Question

How do you graph the function `f(x)=-(x+2)^2-5` and its inverse?

Answer 1

The two graphs should look like this:
graph{-(x+2)^2-5 [-18.02, 18.03, -9.01, 9.01]}
graph{sqrt(-x-5)-2 [-10, 10, -5, 5]}

Explanation:

To graph this function, we find the `a`,`h`, and `k`.
Since this function is in the form `a(x-h)^2+k`, we can directly find those values.

`a=-1`
`h=-2`
`k=-5`

To graph the points, use the following rule:
For the x values, use the expression `h-2a`,`h-a`,`h`, `h+a`, and `h+2a`. Plug these values in to get the y values.

If we do this, we get:
`(0,-9)(-1,-6)(-2,-5)(-3,-6)(-4,-9)` graph these points to get your answer!

Now, for the inverse.
We first find the inverse of `-(x+2)^2-5`

Remember that when you put the inverse function of the given function into the given function, we get `x`.
So for this case, `-(g(x)+2)^2-5=x` to find the inverse function `g(x)`. (We replace `g(x)` with y for simplicity.)
`-(g(x)+2)^2-5=x`
`-(y+2)^2-5=x`
`-(y+2)^2=x+5`
`(y+2)^2=-x-5`
`y+2=sqrt(-x-5)`
`y=sqrt(-x-5)-2` This is the inverse function.
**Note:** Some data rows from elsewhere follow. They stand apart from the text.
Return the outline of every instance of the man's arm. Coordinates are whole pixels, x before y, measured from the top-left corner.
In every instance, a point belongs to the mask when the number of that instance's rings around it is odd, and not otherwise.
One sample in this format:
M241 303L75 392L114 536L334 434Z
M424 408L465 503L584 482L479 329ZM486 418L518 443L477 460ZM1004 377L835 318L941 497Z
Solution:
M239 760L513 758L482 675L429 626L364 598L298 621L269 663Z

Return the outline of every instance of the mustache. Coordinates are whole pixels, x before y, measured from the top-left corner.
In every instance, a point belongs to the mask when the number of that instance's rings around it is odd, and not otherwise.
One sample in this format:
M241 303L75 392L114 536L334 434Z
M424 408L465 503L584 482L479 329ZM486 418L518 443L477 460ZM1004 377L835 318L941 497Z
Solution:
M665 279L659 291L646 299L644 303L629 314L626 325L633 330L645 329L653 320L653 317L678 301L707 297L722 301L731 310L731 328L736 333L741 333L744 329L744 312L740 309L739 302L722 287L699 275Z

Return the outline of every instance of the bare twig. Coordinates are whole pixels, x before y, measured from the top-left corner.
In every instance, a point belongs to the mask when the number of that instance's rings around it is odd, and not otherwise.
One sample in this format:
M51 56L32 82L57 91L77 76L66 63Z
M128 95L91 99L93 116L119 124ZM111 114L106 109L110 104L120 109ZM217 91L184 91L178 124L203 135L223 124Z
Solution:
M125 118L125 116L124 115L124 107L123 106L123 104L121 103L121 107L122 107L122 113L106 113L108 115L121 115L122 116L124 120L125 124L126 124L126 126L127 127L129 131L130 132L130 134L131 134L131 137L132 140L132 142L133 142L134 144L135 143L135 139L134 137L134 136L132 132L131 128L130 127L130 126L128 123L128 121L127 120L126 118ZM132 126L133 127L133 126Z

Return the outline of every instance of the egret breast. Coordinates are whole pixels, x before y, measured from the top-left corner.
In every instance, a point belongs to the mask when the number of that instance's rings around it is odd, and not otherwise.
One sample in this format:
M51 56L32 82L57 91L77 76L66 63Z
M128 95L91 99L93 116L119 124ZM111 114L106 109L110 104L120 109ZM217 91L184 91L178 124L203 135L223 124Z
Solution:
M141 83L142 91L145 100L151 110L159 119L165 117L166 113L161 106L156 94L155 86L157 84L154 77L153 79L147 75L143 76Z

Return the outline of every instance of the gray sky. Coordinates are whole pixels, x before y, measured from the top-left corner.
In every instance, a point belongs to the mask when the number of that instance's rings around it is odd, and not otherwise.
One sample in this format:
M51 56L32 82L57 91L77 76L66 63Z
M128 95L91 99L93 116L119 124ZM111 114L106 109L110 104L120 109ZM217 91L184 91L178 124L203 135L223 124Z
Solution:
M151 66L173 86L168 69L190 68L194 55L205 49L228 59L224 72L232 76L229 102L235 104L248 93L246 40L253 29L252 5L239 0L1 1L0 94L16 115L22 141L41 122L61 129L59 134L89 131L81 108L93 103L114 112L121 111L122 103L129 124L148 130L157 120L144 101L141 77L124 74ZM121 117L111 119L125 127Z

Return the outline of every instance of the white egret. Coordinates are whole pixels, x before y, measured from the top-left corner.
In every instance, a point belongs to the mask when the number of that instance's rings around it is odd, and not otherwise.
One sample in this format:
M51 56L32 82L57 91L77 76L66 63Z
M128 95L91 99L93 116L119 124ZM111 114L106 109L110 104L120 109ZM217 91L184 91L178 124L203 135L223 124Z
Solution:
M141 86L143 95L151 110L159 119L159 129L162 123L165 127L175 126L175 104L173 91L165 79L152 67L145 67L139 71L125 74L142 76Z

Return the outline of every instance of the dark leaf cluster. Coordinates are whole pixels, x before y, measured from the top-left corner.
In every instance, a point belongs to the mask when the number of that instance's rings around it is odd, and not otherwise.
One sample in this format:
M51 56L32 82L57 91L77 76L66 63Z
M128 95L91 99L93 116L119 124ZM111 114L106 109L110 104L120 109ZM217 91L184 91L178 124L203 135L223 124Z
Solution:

Notice that any positive value of x cannot work for this function. Only values less than or equal to -5 makes sense.

You could plug in x values less than or equal to -5 into the function to graph it.

Using transformation, you have reflect the graph of `f(x)=sqrtx` to the respect to the y axis.
Then, you have to move it to the left 5 units, then move it down two units.